Sehr geehrter Herr Präsident! Meine sehr geehrten Damen und Herren! Wir haben hier heute Nachmittag bereits in erster Lesung über die Verlängerung der deutschen Beteiligung an Resolute Support Mission gesprochen. Weil unser Engagement in Afghanistan truppenmäßig das mit Abstand größte Engagement ist, dominiert es natürlich auch die öffentliche Debatte. Diese Aufmerksamkeit gibt es für UNAMID, also den Einsatz in Darfur, im Sudan, leider nicht. Dem tatsächlichen Einsatz wird das allerdings nicht gerecht.

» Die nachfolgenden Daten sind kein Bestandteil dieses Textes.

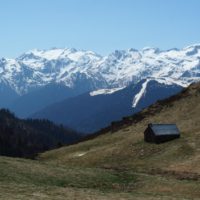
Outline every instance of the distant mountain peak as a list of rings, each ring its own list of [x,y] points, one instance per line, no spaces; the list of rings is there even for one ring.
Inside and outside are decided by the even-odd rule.
[[[18,94],[48,84],[88,91],[121,88],[147,77],[171,78],[179,85],[200,80],[200,44],[161,51],[145,47],[116,50],[108,56],[74,48],[33,49],[17,59],[0,60],[0,80]]]

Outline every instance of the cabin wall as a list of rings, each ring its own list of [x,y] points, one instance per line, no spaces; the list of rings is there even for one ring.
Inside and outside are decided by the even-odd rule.
[[[147,128],[144,132],[145,142],[155,143],[155,135],[150,128]]]
[[[167,142],[167,141],[170,141],[170,140],[177,139],[179,137],[180,137],[180,135],[160,135],[160,136],[155,137],[155,143],[160,144],[160,143],[163,143],[163,142]]]

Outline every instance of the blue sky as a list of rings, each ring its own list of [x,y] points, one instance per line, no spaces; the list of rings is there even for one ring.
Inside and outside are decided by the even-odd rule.
[[[200,43],[199,0],[0,0],[0,57],[74,47],[108,54]]]

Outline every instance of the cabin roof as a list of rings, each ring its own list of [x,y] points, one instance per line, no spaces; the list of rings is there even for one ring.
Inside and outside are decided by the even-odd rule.
[[[155,135],[180,135],[176,124],[149,124]]]

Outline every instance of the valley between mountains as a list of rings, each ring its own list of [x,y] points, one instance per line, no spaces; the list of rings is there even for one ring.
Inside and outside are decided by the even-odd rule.
[[[0,60],[0,107],[20,118],[46,118],[88,134],[198,80],[199,44],[116,50],[106,56],[35,49]]]
[[[2,58],[0,199],[200,199],[199,81],[200,45]]]
[[[40,154],[0,157],[1,199],[199,199],[200,84],[127,117],[115,131]],[[148,144],[149,122],[177,123],[181,138]]]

UNAMID ist die erste robuste, hybride Mission, die erste gemeinsame Mission der Vereinten Nationen und der Afrikanischen Union. Und UNAMID war lange Zeit mit über 20 000 Blauhelmsoldaten die mit Abstand größte UN-Friedensmission. Damit ist UNAMID ein gelebtes Beispiel für Multilateralismus, aber auch ein gelebtes Beispiel für die Vernetzung von Außen-, Entwicklungs- und Sicherheitspolitik.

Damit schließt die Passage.